Welcome to a special spring edition of La Stranezza’s Fabulously F***ed Up Imaginarium Fun Time! Today–ahem, Today (that’s better) we’re going to talk about a subject rather close to my heart: Jungian psychology. Except for, not really, because I can’t think of any good jokes based on Jung’s name except for maybe a parody of Rod Stewart’s rendition of Bob Dylan’s “Forever Young”, in which I substitute the word “young” for “Jung”. So instead we’re going to talk about flowers!
Flowers. I don’t know why I emboldened that word. Anyway, this is the first thing I have to say about flowers: That Georgia O’Keefe sure makes some far out pictures of them. They almost look like…well, human flowers. I dunno know what you call them. I’m not a pc thug. I hate the taste of pina coladas. Long story short, though, then the nun says: “well, excuse me for asking!” and in this case the nun was Carrie Fischer.
This is the second thing I have to say about flowers: they’re rather pretty, wouldn’t you agree?
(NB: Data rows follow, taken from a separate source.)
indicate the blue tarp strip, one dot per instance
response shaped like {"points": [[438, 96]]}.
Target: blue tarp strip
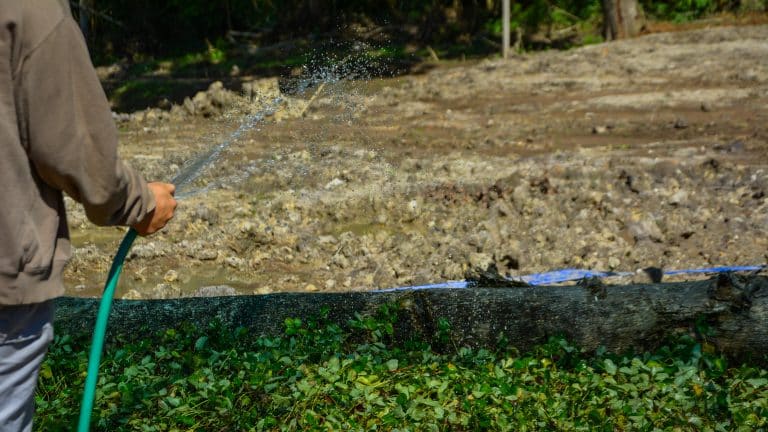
{"points": [[569, 275]]}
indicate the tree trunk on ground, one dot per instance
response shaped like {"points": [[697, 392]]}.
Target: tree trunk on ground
{"points": [[615, 316], [622, 19]]}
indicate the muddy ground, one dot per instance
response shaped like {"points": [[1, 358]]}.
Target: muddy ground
{"points": [[618, 156]]}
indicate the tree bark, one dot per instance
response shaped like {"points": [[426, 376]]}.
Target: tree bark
{"points": [[84, 11], [617, 317], [622, 19]]}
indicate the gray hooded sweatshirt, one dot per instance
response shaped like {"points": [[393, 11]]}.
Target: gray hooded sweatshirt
{"points": [[56, 135]]}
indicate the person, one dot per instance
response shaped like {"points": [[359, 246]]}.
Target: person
{"points": [[56, 135]]}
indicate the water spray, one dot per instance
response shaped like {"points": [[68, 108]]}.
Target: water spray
{"points": [[338, 72], [182, 180]]}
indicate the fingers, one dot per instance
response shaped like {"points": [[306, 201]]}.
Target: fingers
{"points": [[165, 206]]}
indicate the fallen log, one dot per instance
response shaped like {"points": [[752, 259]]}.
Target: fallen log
{"points": [[590, 315]]}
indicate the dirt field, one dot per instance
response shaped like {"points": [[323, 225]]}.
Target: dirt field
{"points": [[619, 156]]}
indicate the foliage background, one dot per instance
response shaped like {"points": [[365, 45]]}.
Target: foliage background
{"points": [[119, 28]]}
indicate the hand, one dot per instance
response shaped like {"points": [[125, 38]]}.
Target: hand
{"points": [[165, 204]]}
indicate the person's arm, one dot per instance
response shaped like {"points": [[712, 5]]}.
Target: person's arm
{"points": [[67, 124]]}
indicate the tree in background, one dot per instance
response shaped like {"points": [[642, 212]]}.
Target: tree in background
{"points": [[622, 19]]}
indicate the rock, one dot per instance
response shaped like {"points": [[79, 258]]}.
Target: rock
{"points": [[480, 260], [235, 262], [679, 198], [646, 229], [171, 276], [145, 250], [205, 214], [206, 254], [333, 184]]}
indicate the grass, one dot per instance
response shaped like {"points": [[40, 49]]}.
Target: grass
{"points": [[322, 376]]}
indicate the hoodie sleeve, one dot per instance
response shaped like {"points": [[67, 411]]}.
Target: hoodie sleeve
{"points": [[71, 138]]}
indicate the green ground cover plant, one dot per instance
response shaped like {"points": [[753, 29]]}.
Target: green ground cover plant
{"points": [[322, 376]]}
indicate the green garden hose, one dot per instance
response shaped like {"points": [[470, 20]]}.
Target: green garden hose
{"points": [[100, 330]]}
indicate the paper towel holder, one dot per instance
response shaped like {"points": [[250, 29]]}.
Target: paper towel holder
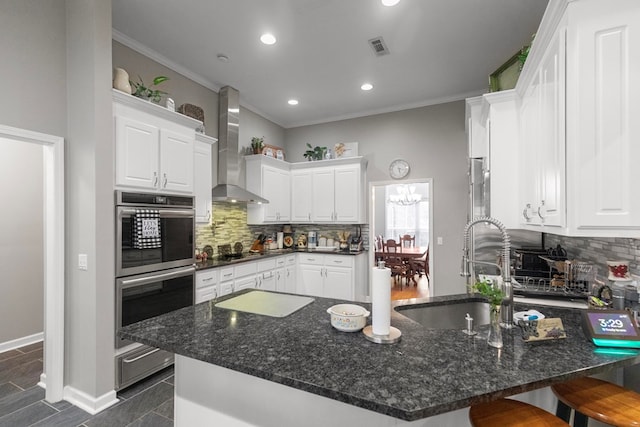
{"points": [[393, 337]]}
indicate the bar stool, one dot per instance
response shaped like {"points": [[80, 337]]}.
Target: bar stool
{"points": [[599, 400], [512, 413]]}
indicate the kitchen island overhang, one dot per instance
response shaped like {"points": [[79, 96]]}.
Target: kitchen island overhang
{"points": [[428, 372]]}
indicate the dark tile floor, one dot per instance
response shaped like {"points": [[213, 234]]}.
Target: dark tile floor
{"points": [[22, 404]]}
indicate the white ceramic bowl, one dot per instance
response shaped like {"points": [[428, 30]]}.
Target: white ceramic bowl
{"points": [[348, 317]]}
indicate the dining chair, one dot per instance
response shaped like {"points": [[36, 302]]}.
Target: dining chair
{"points": [[399, 267], [408, 241], [420, 266]]}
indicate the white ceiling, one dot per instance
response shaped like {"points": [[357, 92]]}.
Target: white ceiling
{"points": [[441, 50]]}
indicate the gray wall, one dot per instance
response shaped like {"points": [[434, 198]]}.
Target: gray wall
{"points": [[433, 140], [34, 93]]}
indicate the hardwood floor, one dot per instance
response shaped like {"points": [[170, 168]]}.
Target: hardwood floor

I actually have a joke about flowers smelling pretty that you should here…Once upon a time, in Kansas, there was this nun who liked to play the bajo sexto all the time, because her convent had one of the best Mariachi bands in the region, and one day she broke a string so went out into a field to pick some flowers. Then something happened, and the nun says: “well, excuse me for asking!” and in this case…Oh, damn, I already said that, didn’t I? Quick! To Paragraph No. 4 and beyond!
Here is my third thing about flowers: I’ve always wanted to create a cannon to fire a bunch of flowers at my enemies so bees would come up and sting them to death, like in that movie I told you I would tell you nothing about. By always, I mean since ten seconds ago when I started this paragraph. (I’m a fast typist.) I’m going to go do that, but first I have to say something completely irrelevant for no reason. There, that should work.